Элиза довольно улыбнулась, словно говоря, что это куда более приятная тема, и на миг замолчала. Даппа понял, что сейчас она произнесёт приготовленную заранее речь.
– Не забывайте, что я не стала бы противницей рабства, если бы не побыла рабыней! Большинству англичан оно представляется вполне разумным установлением. Рабовладельцы утверждают, будто никаких особых жестокостей нет и невольникам живётся хорошо. Большинство европейцев охотно верят в эту ложь, какой бы нелепой ни казалась она нам с вами. Люди верят, что рабство не так уж дурно, поскольку не испытали его на себе. Африка и Америка далеко; англичане любят пить чай с сахаром и не желают знать, откуда он взялся.
– Я заметил, что вы не положили себе сахара, – заметил Даппа, поднимая чашку.
– А по тому, что кроме хорошей кости у меня есть ещё и зубы, вы можете заключить, что я вообще не употребляю сахара. Наше единственное оружие против нежелания знать – истории. Истории, которые собираете и записываете вы один. В ящике под лестницей у меня хранится стопка писем примерно такого содержания: «Я не видел в системе рабства ничего дурного, однако ваша книга раскрыла мне глаза. Хотя почти все рассказы в ней слезливы и однообразны, один растрогал меня до глубины души; я перечитываю его вновь и вновь и понимаю всю гнусность, всю бесчеловечность рабства…»
– Какой? Какой из рассказов так тронул читателей? – завороженно спросил Даппа.
– То-то и оно, Даппа: они пишут о разных рассказах, каждый о своём. Такое впечатление, что, если представить публике достаточно много историй, почти любой найдёт ту единственную, которая говорит его сердцу. Однако нельзя предсказать, какая это будет.
– Значит, то, что мы делаем, подобно стрельбе картечью, – произнёс Даппа. – Некоторые пули поразят цель, но неизвестно какие – так что выпустим их побольше.

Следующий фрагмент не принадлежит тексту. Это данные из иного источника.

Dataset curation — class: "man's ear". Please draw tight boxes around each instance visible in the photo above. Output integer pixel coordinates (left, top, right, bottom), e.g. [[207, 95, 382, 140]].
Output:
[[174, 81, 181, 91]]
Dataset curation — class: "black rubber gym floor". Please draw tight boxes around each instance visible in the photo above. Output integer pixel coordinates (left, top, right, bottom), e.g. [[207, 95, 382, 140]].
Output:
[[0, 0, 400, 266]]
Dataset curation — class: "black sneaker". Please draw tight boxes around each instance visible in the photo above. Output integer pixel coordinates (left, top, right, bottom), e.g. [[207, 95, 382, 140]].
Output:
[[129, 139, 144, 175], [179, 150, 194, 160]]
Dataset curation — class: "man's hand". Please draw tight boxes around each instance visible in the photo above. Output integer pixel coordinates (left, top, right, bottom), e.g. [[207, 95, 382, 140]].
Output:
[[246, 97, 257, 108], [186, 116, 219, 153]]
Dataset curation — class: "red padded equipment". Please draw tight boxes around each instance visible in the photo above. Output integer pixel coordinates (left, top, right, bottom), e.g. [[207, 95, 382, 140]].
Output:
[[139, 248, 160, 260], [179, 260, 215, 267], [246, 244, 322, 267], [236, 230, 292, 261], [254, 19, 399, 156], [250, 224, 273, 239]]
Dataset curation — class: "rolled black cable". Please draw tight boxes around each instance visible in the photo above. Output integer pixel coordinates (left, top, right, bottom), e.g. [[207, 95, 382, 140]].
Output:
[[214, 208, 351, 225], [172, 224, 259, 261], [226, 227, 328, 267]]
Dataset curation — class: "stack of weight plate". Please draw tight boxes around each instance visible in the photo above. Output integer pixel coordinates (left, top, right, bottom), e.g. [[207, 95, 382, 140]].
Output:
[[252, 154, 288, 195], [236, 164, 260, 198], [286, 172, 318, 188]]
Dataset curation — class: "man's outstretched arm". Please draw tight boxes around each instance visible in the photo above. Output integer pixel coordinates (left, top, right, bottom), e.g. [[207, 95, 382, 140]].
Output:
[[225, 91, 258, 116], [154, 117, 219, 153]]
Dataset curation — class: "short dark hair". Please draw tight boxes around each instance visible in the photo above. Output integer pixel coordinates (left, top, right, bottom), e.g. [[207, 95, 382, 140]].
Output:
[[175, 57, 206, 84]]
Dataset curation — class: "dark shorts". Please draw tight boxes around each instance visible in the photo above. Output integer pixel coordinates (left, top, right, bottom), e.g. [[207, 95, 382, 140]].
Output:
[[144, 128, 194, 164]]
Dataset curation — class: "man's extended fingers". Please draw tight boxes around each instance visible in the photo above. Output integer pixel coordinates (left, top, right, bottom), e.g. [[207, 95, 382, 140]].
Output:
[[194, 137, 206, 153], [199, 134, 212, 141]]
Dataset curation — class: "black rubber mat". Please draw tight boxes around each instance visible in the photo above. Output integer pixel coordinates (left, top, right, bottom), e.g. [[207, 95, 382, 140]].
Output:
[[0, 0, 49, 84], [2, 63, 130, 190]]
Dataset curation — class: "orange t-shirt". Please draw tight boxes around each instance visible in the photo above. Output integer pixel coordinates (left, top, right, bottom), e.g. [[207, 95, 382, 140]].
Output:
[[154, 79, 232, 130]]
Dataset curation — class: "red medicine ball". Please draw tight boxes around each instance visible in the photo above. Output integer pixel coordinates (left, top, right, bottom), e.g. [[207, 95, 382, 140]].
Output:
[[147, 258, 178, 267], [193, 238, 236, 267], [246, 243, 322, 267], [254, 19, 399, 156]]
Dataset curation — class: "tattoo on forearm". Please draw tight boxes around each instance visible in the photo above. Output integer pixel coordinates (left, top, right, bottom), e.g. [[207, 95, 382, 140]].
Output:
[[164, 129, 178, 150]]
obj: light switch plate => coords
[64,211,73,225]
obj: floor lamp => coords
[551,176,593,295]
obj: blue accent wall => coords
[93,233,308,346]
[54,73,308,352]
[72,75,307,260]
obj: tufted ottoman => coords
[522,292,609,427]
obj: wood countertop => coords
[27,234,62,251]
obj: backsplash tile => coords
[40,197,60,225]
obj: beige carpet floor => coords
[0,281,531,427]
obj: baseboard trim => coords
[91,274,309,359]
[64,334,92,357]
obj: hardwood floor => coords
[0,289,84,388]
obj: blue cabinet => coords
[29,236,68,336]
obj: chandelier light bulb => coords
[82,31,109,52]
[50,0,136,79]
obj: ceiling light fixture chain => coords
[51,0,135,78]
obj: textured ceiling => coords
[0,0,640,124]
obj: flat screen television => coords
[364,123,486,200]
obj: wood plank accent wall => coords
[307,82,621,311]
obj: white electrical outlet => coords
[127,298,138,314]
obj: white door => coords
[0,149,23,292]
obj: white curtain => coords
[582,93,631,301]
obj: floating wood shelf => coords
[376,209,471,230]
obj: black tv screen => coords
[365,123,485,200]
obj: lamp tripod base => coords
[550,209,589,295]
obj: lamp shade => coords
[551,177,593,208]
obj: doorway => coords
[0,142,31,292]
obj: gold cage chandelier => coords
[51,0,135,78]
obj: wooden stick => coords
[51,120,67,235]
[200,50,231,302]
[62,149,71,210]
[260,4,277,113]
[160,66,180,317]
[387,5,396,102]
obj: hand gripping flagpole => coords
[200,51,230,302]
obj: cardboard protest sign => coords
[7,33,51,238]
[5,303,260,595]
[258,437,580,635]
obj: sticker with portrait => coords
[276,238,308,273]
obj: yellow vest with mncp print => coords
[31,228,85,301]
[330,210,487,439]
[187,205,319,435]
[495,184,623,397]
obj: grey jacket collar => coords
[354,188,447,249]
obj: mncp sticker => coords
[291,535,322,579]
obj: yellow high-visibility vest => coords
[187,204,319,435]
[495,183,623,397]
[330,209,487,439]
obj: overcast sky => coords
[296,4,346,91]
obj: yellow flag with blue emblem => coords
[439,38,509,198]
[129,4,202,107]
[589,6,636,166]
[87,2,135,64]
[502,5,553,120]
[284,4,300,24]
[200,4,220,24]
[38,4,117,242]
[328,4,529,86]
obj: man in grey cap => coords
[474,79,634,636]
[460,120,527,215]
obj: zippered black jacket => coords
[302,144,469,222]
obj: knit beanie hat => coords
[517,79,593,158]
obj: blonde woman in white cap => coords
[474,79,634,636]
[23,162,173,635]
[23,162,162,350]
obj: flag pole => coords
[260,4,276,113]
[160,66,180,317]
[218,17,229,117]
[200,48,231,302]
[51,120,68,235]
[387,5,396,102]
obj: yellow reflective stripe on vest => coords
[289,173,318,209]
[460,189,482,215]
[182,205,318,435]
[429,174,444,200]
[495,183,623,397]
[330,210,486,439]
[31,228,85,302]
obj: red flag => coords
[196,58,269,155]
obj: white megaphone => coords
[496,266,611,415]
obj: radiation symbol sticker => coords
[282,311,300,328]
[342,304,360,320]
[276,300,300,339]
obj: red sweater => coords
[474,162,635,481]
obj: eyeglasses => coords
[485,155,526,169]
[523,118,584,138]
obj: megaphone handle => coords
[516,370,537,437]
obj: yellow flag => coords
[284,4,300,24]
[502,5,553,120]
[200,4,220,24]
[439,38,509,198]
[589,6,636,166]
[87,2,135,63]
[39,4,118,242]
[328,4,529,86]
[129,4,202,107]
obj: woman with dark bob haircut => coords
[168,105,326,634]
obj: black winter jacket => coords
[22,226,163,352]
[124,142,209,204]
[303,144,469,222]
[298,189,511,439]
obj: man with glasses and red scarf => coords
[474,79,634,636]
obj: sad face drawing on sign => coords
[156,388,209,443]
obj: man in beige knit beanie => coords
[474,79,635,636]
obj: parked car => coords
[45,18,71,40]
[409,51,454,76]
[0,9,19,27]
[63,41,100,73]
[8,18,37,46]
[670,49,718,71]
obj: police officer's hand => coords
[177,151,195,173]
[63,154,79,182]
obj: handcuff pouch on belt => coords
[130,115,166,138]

– Картечь имеет свои достоинства, – кивнула Элиза, – но ведь корабль ею не потопишь?
– Да, миледи.
– Так вот, мы выпустили достаточно картечи. Большего мы ей не добьёмся. Теперь, Даппа, нам нужно ядро.
– Один невольничий рассказ, который тронет всех?
– Да. Вот почему меня не огорчает, что вы не собрали в Бостоне ещё картечи. Разумеется, обработайте то, что у вас уже есть, и пришлите мне. Я напечатаю. Но потом – никакого рассеянного огня. Примените свои критические способности, Даппа. Найдите тот невольничий рассказ, который будет больше, чем просто душещипательным. Тот, что станет нашим пушечным ядром. Пора топить невольничьи корабли.
Вечер того же дня
Даниель и Даппа в клубе «Кит-Кэт»
– Я СОВЕРШЕННО УВЕРЕН, что за нами наблюдают, – сказал Даниель.
Даппа рассмеялся.
– Вот почему вы так старались сесть лицом к окну? Думаю, за всю историю клуба никому ещё не приходило желание смотреть на этот проулок.
– Можете обойти стол и сесть рядом со мной.
– Я знаю, что увижу: множество вигов пялятся на дрессированного негра. Почему бы вам не обойти стол и не сесть рядом со мной, чтобы вместе полюбоваться голой дамой на этой удивительно большой в длину и маленькой в высоту картине?
– Она не голая, – резко отвечал Даниель.
– Напротив, доктор Уотерхауз, я различаю в ней неопровержимые признаки наготы.
– Однако назвать её голой – неприлично. Она одалиска, и это её профессиональный наряд.
– Может быть, все взгляды, которые, по вашему мнению, устремлены на нас, в действительности прикованы к ней. Картина новая, от неё ещё пахнет лаком. Пожалуй, нам лучше было сесть под тем пыльным морским пейзажем. – Даппа указал на другое длинное и узкое полотно, изображавшее голландцев за сбором съедобных моллюсков на очень холодном и неуютном берегу.